Questa la nota ufficiale pubblicata nel bollettino della LND:
Letto il referto relativo alla gara San Giuliano city – Imolese calcio da cui risulta che persona non autorizzata ma chiaramente riconducibile alla società entrava con atteggiamento minaccioso nello spogliatoio arbitrale, sbattendo la porta e rivolgendo espressioni gravemente irriguardose e intimidatorie alla Terna Arbitrale. Nella circostanza il medesimo si avvicinava al Direttore di gara e, nonostante l’invito ad allontanarsi, reiterava le offese e spingeva più volte, benché lievemente, l’Ufficiale di gara alle spalle e al petto, orientandolo verso la porta dello spogliatoio e intimandogli di uscire; da ultimo lo spingeva nuovamente, provocandone la caduta e facendogli sbattere al suolo la schiena, prima che l’intervento delle forze dell’ordine ne consentisse l’allontanamento.

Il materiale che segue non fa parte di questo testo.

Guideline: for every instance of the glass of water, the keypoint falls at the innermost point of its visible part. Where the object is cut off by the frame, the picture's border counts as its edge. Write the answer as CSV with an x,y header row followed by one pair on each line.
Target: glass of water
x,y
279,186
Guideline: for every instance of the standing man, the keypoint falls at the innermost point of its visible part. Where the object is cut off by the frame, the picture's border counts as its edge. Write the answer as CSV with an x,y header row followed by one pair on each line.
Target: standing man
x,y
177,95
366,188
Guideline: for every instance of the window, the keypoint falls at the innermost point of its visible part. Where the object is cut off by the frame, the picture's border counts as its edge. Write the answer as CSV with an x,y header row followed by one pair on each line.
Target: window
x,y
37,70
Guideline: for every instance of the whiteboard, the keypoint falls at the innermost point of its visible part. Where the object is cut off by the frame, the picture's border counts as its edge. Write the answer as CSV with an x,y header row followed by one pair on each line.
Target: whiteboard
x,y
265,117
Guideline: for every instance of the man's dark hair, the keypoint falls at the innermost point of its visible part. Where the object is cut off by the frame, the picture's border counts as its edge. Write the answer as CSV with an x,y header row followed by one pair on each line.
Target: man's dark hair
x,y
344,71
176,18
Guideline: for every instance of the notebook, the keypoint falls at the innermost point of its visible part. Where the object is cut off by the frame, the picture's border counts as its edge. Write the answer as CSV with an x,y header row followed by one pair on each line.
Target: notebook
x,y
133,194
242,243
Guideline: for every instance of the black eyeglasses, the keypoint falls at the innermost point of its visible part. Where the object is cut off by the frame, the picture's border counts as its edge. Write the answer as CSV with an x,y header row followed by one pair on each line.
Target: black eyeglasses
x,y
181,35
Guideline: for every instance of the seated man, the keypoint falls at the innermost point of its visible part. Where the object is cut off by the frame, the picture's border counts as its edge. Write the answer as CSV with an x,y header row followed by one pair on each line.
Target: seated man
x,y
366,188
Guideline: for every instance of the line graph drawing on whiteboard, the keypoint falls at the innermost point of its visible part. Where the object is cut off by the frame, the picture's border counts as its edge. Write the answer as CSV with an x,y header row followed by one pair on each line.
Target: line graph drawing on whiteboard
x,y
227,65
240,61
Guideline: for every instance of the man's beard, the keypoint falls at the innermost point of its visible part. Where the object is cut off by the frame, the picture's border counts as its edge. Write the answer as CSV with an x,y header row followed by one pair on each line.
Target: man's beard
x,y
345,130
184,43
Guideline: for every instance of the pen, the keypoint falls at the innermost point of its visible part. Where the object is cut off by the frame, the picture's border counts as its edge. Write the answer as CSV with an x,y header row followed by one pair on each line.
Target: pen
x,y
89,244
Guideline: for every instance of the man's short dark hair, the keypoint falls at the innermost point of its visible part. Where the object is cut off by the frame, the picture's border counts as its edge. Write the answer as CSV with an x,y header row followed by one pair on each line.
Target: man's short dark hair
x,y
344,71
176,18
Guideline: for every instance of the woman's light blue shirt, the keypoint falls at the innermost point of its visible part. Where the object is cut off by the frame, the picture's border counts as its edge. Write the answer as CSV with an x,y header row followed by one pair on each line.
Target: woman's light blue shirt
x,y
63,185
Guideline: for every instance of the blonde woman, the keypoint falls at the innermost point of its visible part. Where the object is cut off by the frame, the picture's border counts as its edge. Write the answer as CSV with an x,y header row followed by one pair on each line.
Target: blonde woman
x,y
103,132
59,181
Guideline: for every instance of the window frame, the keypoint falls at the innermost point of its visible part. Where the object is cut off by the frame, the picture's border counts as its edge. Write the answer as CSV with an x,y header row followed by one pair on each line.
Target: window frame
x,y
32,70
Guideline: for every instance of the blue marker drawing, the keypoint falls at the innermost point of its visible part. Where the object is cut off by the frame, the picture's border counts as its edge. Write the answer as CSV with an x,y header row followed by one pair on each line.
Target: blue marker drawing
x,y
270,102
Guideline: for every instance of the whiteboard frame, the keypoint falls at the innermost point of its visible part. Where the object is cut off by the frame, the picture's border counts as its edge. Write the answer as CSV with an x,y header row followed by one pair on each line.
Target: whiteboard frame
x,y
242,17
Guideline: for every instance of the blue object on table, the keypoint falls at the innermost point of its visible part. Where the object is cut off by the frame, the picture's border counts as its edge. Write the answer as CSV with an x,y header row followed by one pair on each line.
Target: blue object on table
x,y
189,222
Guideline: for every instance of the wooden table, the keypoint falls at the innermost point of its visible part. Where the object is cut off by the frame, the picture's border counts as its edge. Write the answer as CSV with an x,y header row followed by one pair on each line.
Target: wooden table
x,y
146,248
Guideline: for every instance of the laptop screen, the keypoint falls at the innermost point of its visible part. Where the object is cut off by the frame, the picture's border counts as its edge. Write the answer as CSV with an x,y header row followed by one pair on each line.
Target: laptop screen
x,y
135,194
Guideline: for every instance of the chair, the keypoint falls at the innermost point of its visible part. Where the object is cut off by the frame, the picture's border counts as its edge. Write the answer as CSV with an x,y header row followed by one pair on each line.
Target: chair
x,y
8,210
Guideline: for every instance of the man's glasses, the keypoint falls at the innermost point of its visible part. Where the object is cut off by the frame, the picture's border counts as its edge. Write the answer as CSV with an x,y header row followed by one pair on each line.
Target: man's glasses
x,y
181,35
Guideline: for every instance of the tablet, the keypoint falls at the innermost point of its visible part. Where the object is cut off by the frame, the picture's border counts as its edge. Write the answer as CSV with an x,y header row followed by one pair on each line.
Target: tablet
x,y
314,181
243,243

Letta la relazione conclusiva della Procura Federale della FIGC richiesta da questo Giudice Sportivo con CU N.42 del 31/10/2023 e pervenuta in data 28/11/2023, unitamente all’attività istruttoria allegata, dalla quale si evince che il soggetto colpevole delle condotta sopradescritte è senza dubbio il Signor Luce Giovanni, Presidente della società San Giuliano City.
PQM
commina al Signor Luce Giovanni la sanzione della inibizione fino al 30/06/2024.